2020-05-10
The goal of IterativeSteinerTree is to perform an Steiner Tree using grass tools, in low resources pc’s with linux environments. It has been conceived to calculate Steiner Tree in large networks without burning out the PC. How does it work? The algorith iterates over a list of points, creating an Steiner Tree with a sample of these. After all the iterations, it pastes the different trees and calculates a global Steiner Tree. This method allows the user to get rid of never used paths and simplifies the informations the grass v.net.steiner needs. Morover, the library contains tools to clean topology error and “undchained” lines that can make grass crush.
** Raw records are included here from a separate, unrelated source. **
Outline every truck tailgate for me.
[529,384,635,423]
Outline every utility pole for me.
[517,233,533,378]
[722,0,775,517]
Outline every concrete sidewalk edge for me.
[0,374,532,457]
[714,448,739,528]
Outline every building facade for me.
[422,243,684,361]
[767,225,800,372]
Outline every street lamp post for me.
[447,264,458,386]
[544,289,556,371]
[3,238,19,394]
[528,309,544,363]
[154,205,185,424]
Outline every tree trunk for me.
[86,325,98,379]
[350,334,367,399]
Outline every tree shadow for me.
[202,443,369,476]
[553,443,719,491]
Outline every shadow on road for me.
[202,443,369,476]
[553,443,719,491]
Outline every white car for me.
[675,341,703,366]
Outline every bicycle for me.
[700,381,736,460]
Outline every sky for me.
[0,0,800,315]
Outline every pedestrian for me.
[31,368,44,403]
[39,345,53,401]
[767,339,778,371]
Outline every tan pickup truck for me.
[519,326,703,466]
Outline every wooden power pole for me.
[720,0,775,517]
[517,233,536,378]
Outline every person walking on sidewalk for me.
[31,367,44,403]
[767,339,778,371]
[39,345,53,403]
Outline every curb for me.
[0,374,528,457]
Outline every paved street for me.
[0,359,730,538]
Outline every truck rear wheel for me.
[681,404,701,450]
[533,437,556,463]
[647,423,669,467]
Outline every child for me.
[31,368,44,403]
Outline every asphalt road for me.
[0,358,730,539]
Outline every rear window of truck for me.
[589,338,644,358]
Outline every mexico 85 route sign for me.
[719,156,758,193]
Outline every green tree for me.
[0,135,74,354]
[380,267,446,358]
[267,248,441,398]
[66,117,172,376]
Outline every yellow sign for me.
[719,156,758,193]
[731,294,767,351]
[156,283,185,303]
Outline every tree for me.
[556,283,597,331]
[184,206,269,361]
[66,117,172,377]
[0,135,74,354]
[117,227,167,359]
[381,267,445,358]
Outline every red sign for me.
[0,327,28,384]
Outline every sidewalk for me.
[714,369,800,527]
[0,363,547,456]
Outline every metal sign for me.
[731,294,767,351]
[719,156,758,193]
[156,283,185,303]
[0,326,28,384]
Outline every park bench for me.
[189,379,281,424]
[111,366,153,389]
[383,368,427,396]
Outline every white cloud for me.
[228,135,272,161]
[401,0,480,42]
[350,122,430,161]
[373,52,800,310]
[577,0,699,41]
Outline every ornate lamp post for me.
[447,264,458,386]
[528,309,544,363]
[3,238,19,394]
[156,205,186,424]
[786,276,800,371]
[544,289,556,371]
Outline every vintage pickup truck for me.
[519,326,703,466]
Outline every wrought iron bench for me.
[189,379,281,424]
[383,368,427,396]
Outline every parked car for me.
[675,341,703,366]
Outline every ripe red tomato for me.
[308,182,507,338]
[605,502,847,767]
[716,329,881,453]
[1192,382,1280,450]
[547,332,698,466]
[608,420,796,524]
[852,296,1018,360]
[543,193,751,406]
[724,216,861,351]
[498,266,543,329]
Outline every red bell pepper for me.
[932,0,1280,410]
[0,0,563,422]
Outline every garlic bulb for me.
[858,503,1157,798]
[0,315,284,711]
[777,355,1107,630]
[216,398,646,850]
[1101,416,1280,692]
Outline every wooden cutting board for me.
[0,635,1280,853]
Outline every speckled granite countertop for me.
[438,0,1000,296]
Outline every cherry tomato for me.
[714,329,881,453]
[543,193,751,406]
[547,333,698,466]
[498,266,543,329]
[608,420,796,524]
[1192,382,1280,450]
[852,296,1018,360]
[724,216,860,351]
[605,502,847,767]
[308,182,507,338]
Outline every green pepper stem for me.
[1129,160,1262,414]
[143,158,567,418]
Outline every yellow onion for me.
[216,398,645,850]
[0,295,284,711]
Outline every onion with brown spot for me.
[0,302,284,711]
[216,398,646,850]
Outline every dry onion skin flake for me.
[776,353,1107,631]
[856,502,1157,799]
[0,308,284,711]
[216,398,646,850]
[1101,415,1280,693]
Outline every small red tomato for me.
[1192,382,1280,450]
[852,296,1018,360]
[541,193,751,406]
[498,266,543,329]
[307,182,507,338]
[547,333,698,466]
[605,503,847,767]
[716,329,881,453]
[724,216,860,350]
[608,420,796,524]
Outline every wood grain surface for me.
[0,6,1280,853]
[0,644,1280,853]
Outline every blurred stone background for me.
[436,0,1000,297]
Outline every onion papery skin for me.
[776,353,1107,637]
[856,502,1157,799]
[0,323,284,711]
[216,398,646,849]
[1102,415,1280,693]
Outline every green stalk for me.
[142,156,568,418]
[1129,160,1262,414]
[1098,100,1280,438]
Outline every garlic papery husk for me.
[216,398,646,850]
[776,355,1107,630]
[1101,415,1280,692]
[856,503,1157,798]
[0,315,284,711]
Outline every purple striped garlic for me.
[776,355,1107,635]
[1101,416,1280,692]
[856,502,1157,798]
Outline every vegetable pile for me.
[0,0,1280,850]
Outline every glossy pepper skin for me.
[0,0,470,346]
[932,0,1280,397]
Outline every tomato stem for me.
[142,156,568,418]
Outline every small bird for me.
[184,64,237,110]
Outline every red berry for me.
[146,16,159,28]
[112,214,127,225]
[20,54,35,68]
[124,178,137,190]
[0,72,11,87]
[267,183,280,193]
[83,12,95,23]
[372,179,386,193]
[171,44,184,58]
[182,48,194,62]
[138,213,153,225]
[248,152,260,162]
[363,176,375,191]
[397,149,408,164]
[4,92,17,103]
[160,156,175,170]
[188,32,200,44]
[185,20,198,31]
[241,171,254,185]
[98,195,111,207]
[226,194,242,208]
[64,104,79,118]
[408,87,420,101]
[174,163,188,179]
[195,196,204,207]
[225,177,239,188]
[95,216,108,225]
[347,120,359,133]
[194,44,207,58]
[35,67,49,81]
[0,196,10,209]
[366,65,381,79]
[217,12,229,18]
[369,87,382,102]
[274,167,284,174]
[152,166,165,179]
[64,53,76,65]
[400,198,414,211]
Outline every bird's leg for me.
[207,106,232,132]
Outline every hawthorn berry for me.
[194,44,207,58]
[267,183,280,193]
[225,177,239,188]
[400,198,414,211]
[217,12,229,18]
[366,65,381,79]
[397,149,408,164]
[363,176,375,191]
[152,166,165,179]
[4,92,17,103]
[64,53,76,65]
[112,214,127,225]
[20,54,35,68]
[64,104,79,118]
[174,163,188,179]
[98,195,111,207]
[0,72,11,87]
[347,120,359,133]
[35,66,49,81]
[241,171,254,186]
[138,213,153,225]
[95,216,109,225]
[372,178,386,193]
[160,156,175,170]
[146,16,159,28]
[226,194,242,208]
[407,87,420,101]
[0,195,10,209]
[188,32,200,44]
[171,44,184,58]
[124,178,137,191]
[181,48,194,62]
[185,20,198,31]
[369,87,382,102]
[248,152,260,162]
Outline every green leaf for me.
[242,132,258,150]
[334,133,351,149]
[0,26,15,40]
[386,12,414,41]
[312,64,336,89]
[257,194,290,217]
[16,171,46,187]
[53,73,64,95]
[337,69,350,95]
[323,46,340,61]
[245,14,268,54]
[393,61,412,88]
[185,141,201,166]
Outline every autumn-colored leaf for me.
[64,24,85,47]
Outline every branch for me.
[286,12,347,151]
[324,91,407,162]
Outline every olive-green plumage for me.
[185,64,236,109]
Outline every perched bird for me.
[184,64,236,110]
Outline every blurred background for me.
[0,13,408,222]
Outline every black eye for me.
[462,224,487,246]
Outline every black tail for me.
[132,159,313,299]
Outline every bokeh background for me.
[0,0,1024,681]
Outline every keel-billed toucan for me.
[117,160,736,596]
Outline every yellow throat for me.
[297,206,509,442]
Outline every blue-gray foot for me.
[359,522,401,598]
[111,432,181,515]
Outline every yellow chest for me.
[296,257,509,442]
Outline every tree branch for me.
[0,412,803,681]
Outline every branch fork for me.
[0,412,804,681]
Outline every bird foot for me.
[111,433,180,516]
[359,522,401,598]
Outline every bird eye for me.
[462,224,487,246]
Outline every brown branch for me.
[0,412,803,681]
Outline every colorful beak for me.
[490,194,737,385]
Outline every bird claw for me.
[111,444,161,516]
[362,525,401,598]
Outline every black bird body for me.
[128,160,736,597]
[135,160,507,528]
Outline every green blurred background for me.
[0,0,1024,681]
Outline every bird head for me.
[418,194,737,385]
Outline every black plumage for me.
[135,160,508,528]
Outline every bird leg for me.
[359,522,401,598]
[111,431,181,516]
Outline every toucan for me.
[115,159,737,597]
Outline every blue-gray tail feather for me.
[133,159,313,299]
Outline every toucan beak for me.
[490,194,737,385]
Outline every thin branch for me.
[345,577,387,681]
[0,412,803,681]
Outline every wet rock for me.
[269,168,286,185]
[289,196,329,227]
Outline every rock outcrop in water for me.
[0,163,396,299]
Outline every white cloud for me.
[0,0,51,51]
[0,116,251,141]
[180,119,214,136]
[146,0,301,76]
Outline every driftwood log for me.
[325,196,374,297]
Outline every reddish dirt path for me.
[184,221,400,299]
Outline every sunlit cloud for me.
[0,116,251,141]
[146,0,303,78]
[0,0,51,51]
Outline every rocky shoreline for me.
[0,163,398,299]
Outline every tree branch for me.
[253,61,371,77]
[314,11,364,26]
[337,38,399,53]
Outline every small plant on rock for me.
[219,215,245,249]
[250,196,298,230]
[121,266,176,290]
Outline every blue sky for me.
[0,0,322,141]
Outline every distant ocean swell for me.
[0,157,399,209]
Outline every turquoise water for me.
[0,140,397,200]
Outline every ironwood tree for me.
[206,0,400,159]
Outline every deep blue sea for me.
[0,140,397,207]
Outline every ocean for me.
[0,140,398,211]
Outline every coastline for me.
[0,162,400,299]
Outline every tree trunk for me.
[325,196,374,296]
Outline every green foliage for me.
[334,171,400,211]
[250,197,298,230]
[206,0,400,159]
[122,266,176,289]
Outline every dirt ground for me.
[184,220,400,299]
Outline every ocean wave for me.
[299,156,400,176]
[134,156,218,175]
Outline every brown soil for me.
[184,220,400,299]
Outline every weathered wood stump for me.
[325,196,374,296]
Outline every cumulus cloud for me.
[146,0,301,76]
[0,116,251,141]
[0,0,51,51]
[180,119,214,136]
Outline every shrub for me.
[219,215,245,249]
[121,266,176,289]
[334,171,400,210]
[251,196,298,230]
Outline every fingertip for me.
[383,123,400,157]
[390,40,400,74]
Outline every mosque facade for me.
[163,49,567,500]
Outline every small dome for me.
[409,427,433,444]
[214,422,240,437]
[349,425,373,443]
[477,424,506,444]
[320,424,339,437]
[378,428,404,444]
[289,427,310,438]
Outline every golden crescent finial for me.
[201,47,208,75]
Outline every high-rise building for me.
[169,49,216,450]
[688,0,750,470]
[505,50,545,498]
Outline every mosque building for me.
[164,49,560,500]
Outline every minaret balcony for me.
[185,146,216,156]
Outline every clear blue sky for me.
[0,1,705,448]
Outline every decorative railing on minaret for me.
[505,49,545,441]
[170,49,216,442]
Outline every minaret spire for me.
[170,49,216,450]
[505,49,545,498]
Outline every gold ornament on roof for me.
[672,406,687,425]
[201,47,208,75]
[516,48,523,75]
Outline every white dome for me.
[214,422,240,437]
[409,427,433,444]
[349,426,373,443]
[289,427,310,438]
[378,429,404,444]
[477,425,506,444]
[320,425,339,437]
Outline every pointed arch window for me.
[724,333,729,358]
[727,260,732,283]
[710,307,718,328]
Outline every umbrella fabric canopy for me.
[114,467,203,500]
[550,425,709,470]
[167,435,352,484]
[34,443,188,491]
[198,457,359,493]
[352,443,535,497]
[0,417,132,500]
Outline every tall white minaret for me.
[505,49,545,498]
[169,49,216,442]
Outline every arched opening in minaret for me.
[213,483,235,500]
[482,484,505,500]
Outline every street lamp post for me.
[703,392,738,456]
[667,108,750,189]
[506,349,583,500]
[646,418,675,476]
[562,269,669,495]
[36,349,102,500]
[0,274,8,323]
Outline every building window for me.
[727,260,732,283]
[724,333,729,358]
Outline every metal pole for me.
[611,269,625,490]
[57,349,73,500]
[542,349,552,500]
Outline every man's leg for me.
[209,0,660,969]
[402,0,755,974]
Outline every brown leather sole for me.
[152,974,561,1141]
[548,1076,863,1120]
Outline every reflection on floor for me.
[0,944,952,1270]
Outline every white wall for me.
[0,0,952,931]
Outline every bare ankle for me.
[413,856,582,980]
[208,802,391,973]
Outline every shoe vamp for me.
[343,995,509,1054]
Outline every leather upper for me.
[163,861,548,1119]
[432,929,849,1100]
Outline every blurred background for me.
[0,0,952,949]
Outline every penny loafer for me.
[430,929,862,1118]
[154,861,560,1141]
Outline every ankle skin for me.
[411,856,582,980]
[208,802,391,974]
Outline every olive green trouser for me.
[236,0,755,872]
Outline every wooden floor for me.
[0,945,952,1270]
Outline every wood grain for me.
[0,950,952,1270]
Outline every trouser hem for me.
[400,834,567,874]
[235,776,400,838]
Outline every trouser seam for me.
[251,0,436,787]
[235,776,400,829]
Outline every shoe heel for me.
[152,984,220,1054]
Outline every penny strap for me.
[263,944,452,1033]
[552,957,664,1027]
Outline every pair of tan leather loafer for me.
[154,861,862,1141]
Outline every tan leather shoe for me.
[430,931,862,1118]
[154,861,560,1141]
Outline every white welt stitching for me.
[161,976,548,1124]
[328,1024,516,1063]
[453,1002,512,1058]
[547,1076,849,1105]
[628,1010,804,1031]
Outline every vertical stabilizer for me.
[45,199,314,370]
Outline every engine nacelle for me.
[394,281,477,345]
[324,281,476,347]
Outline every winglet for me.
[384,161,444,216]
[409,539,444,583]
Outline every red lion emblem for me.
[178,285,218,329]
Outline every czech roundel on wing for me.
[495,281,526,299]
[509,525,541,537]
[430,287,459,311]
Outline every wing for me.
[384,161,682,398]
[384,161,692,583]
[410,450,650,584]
Currently, this package has been just tested just in linux because windows configuration of R and grass is a mesh:
First of all, GRASS 7.8 is needed before using these tools.
Windows (using osgeo4w): Download (Remember, not working yet in windows…)
Linux: the easiest way is to install it with QGIS from console:
r sudo apt-get update && sudo apt-get install qgis qgis-plugin-grass
qgis-plugin-grass saga
Once you have grass, you can install the github version using this lines:
update.packages()
library(devtools)
install_github("cesarkero/IterativeSteinerTree")
library(IterativeSteinerTree)
# basic setGRASS (based on iniGRASS params but simplified)
setGRASS(gisBase = "/usr/lib/grass78", epsg= 25829)
# Windows setGRASS example:
# setGRASS("C:/OSGeo4W64/apps/grass/grass78", home=tempdir(), override = TRUE)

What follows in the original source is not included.